Median Salary of Data Scientists by Country
by_country_salary <- stackoverflow %>% select(Country, ConvertedSalary, DevType) %>% filter(!is.na(DevType)) %>%
filter(DevType %in% c('Data or business analyst','Data scientist or machine learning specialist')) %>% #filter data scientists
mutate(ConvertedSalary=as.numeric(ConvertedSalary)) %>% filter(!is.na(Country)) %>% filter(!is.na(ConvertedSalary)) %>%
group_by(Country) %>% summarize(MedSalary = median(ConvertedSalary, na.rm=TRUE))
data(worldgeojson, package = "highcharter") #using highcharter
code <- countrycode(by_country_salary$Country, 'country.name', 'iso3c') #get country code
by_country_salary$iso3 <- code
by_country_salary$MedSalary <- round(by_country_salary$MedSalary/1000) #round
#plot
highchart() %>%
hc_add_series_map(worldgeojson, by_country_salary, value = "MedSalary", joinBy = "iso3") %>%
hc_colorAxis(stops = color_stops()) %>%
hc_legend(enabled = TRUE) %>%
hc_title(text = "Median Salary of full time data scientists by country") %>%
hc_tooltip(useHTML = TRUE, headerFormat = "",
pointFormat = "Country: {point.Country} / Median Salary: ${point.MedSalary}K") %>% hc_add_theme(hc_theme_google())
This world map shows median salary for full time data scientists by country. Brighter colored countries have higher median salary, and the darkered colored countries vice versa. The countries without a color are countries with no data.
We can see from the chart that USA has the highest median salary for data scientists, which is around $92k per year.

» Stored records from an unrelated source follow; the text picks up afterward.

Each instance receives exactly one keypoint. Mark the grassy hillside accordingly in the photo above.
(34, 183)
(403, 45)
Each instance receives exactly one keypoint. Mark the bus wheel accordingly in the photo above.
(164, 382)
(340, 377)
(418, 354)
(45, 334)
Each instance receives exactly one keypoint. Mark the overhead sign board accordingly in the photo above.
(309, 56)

Median Salary of by Programming Language You Know
#This code graphs a histogram of median salary by most used languages by decreasing order.

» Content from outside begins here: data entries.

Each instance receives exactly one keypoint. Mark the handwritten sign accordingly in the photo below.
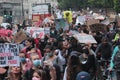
(85, 38)
(36, 32)
(20, 36)
(98, 27)
(47, 30)
(61, 23)
(92, 21)
(9, 55)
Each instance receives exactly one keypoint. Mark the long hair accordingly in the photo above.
(41, 73)
(73, 67)
(11, 75)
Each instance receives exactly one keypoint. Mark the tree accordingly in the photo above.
(77, 4)
(117, 6)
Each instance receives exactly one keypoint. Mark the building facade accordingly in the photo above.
(11, 10)
(18, 10)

#Filters full-time workers, Data Scientists, US workers, and their missing data
median_sal_lang = stackoverflow %>%
filter(Employment %in% 'Employed full-time') %>%
filter(!is.na(LanguageWorkedWith))%>%
filter(!is.na(DevType)) %>%
filter(DevType %in% c('Data or business analyst','Data scientist or machine learning specialist')) %>% filter(Country %in% 'United States') %>%
select(LanguageWorkedWith,ConvertedSalary) %>% #The data already converted salaries to USD
mutate(LanguageWorkedWith = str_split(LanguageWorkedWith, pattern = ";")) %>%
unnest(LanguageWorkedWith) %>%
group_by(LanguageWorkedWith) %>%
summarise(Median_Salary = median(ConvertedSalary,na.rm = TRUE)) %>% #summarise each language by salary
arrange(desc(Median_Salary))%>% #descending order
ungroup()%>%
mutate(LanguageWorkedWith = reorder(LanguageWorkedWith, Median_Salary))
#slice top 20 data
median_sal_lang = slice(median_sal_lang, 0:20)
#plot
highchart()%>%
hc_title(text = paste("Median salary of full-time data scientists by programming language used"))%>%
hc_xAxis(categories = median_sal_lang$LanguageWorkedWith)%>%
hc_add_series(data = median_sal_lang$Median_Salary, name = "Median Salary", type = "bar")
This shows a median salary by language data scientists use, and the data consists of 317 rows. It is interesting to see that the newly introduced languages such as Hack or Scala have higher median salary compared to the well known languages such as Python or R. However, median salary for Python and R are both 100k which corresponds to the overall data scientists’ median salary in the US.